Identifying Webpage Regions and Their Roles by Combining Image Processing and Markup Analysis
MetadataShow full item record
Understanding what are the regions of a webpage and the functions of those regions is important for many services over web pages, including screen readers, web search, and assessing web-page similarity. In this thesis, we present an approach to identify the regions of a webpage based on image processing techniques and to identify the portions of the DOM tree corresponding to these regions. We then present and compare a rule-based approach and a SVM-based approach using the visual and markup information to classify regions based on their roles. A corpus of 150 web pages exhibiting a wide variety of designs was collected. Each page was provided human-assigned regions and their roles to use in training and for evaluating results. The segmentation algorithm accurately identified 77.8% of the 1222 web page regions in the corpus but its performance was not even across different types of regions. Segmentation accuracy was above 80% for headers, footers, body regions, and top navigation bars. The algorithm had more difficulty with left, right, and bottom navigation bars and dynamic content, having lower than 70% accuracy for locating these segments.

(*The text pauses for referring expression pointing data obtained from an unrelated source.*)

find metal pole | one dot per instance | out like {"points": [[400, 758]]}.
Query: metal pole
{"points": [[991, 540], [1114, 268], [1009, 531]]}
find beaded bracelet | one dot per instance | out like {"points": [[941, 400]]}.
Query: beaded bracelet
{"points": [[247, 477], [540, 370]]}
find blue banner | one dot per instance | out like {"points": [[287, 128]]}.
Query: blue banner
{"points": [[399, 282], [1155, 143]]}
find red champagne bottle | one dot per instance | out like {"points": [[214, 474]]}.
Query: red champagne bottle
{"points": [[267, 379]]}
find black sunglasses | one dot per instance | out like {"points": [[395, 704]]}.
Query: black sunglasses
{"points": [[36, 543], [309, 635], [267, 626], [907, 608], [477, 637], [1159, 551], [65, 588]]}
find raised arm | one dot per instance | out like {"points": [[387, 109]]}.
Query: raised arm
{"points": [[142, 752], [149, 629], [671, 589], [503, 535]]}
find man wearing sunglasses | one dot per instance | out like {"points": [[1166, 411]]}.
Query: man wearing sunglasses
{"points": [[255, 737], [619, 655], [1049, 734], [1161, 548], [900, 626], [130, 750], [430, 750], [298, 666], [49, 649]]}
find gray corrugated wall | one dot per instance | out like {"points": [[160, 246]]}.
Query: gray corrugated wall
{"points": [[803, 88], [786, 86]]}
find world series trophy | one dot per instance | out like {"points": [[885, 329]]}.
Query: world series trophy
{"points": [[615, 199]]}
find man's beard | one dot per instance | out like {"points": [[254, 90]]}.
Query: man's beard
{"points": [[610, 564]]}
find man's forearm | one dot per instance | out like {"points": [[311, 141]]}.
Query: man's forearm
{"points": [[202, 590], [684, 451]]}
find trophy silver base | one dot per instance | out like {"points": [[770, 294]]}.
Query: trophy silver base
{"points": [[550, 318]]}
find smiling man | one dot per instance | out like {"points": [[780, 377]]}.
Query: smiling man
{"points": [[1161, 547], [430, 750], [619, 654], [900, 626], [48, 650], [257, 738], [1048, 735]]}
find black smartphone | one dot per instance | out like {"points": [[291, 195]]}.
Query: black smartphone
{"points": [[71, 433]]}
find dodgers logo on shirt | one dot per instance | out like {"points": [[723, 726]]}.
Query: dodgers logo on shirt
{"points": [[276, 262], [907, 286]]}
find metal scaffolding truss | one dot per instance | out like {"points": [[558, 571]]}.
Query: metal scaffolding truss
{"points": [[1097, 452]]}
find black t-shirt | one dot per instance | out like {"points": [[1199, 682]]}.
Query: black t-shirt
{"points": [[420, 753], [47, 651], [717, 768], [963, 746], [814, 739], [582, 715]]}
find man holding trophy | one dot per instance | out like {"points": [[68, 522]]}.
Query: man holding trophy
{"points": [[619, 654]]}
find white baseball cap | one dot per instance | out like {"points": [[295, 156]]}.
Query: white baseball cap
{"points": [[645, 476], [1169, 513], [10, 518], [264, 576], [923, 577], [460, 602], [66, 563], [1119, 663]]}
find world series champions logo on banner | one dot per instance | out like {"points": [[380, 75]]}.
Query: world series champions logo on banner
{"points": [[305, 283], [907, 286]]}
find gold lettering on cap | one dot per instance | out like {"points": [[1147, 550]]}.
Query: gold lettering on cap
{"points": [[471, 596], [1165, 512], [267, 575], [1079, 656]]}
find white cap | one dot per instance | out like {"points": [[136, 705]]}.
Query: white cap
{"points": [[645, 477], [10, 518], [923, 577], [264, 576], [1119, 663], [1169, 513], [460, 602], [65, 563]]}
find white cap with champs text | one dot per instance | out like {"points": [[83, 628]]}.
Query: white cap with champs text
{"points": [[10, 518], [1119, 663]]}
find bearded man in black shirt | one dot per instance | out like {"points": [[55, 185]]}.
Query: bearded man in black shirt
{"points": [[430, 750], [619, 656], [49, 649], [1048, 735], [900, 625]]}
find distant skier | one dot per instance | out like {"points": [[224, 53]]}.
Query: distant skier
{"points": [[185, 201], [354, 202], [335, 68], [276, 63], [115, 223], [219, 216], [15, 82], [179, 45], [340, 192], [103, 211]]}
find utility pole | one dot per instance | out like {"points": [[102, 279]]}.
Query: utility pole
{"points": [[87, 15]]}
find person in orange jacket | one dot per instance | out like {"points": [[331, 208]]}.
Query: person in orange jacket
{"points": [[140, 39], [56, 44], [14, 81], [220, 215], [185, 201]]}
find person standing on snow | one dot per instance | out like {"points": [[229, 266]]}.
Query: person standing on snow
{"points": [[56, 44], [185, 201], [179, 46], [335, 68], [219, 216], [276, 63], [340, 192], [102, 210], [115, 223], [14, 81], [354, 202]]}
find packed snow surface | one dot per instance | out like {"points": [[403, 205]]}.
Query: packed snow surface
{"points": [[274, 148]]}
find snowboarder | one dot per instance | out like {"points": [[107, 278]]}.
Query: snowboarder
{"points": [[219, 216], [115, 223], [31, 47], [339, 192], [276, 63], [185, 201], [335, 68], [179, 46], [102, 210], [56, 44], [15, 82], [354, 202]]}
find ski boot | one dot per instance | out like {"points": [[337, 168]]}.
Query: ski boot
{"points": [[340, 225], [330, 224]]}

The correctly segmented web page components were used as a test collection to compare the rule-based and SVM-based approach to assigning the role of each segment. The SVM-based and the rule-based approach both achieved between 74 and 75% accuracy over 951 classifications. The SVM-based approach was better at classifying left and bottom navigation bars while the rule-based approach did better at recognizing dynamic content. Moreover, an accuracy of 81.3% is obtained when we used both the methods to identify regions correctly. In this case, we considered a region correctly identified if the region is identified correctly either by the rule-based or SVM-based method. Overall, these results are promising for incorporating these segmentation and segment role classifications into web services.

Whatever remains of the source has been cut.